If you are struggling or thinking about harming yourself, please seek help. In Canada, you can call 988 (Suicide Crisis Helpline). In the U.S., call or text 988 or use the webchat at 988lifeline.org. You are not alone.
In the bathtub, my body floats.
I wait, with the patience of the drowned,
for the tragedy to take the trouble to arrive.
The pill bottles,
all counted, all lined up,
a private exercise of alchemy.
In this alchemy of depression,
I forged the antidote to suffering.
Ah, such useless wisdom.
I need help. Now.
God, the water is so cold. Why?
I opened the faucet in absolute burning.
Could it be I’m already dead
and this is nothing more
than a bureaucratic formality?
But who to call for help?
My parents? The most heinous crime.
My brother? That would corrupt what is pure.
Her? She’s the one who brought me here.
Perhaps she’d hand me the pills herself,
force them down my throat,
drown me, electrocute me,
buy the coffin, seal it with seventy thousand locks,
and throw it, weighed with two hundred tons,
into the Mariana Trench.
Friends? I will not scar them.
Unemployment? Materialism of the nonexistent.
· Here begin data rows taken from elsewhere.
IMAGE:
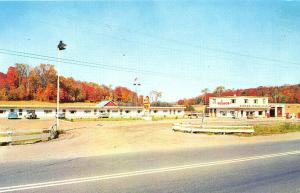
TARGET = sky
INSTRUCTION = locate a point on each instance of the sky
(176, 47)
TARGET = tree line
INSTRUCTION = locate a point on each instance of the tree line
(22, 82)
(276, 94)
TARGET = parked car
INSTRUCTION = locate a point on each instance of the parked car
(103, 115)
(195, 115)
(13, 115)
(61, 115)
(31, 115)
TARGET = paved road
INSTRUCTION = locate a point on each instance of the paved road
(265, 167)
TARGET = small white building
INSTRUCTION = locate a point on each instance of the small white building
(242, 106)
(91, 111)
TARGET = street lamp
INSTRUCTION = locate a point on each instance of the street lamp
(60, 46)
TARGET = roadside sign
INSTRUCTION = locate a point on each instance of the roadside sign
(146, 102)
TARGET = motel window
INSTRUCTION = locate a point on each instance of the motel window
(47, 111)
(223, 113)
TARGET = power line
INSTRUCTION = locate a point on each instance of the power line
(90, 64)
(228, 52)
(218, 57)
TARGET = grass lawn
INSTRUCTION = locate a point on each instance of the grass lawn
(103, 119)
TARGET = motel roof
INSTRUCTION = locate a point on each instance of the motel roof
(39, 104)
(240, 97)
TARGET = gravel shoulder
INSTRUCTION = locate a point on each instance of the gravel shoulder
(94, 138)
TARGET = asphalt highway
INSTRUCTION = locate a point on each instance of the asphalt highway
(263, 167)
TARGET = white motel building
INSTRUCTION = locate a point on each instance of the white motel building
(91, 111)
(242, 106)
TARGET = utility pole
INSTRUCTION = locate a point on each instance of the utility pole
(60, 46)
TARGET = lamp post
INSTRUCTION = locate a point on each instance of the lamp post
(60, 46)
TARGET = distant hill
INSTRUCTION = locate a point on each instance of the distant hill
(276, 94)
(24, 83)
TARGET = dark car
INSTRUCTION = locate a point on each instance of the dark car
(13, 115)
(61, 115)
(31, 115)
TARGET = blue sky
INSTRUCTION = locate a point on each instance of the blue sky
(191, 44)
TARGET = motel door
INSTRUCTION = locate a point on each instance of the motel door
(279, 111)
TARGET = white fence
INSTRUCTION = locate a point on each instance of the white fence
(193, 128)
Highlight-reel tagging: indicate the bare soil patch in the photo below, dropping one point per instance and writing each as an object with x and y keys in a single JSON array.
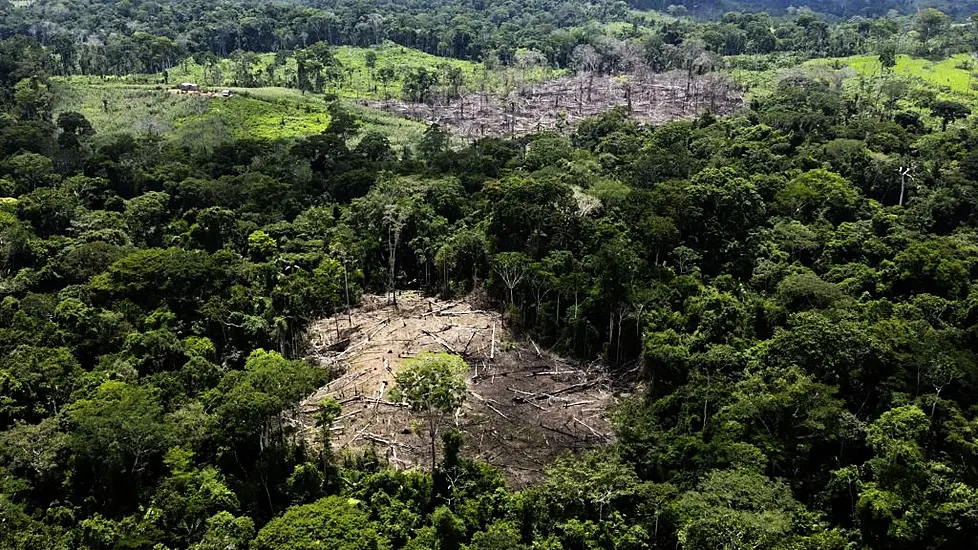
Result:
[
  {"x": 563, "y": 103},
  {"x": 524, "y": 407}
]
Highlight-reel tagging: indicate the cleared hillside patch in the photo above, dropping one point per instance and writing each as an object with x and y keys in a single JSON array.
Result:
[{"x": 525, "y": 406}]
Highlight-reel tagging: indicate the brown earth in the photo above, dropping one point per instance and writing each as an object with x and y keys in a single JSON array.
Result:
[
  {"x": 562, "y": 103},
  {"x": 525, "y": 406}
]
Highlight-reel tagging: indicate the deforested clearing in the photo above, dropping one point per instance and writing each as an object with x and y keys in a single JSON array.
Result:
[
  {"x": 562, "y": 103},
  {"x": 524, "y": 405}
]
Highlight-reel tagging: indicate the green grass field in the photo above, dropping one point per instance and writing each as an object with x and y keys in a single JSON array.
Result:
[
  {"x": 149, "y": 104},
  {"x": 948, "y": 76},
  {"x": 117, "y": 106},
  {"x": 356, "y": 80}
]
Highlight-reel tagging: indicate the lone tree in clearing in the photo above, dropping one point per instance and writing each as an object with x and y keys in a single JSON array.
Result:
[{"x": 432, "y": 384}]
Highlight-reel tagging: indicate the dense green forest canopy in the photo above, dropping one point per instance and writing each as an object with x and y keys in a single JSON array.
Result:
[
  {"x": 792, "y": 288},
  {"x": 148, "y": 36}
]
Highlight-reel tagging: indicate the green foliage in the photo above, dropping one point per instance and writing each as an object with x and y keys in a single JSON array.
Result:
[{"x": 340, "y": 521}]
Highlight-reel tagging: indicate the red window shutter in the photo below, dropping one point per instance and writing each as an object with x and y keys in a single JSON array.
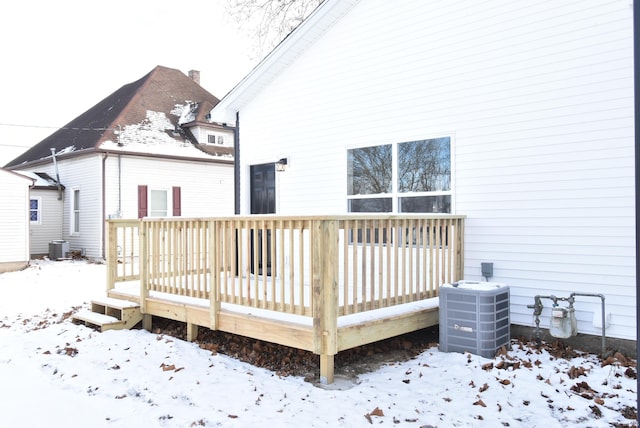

Nothing works, God. Nothing works.
The Bible fell in the water.
The letters are swimming.
I can’t read Your teachings.
Better hurry.
And so one, two, three bottles go.
My body dissolves in the tears of the Milky Way.
In a gasp, I see myself seven years on.
Nothing has changed:
misery still gnaws at my edges,
the tears still fall,
the sobs and screams and shouts
are swallowed by the vacuum
of my stupid, incompetent existence.
But it is mine.
So I vomit it all back up and consecrate
my pathetic incompetence
once again.
– “Louise Vernet, the Artist’s Wife, on her Deathbed”, circa 1846. Painted by Paul Hippolyte Delaroch.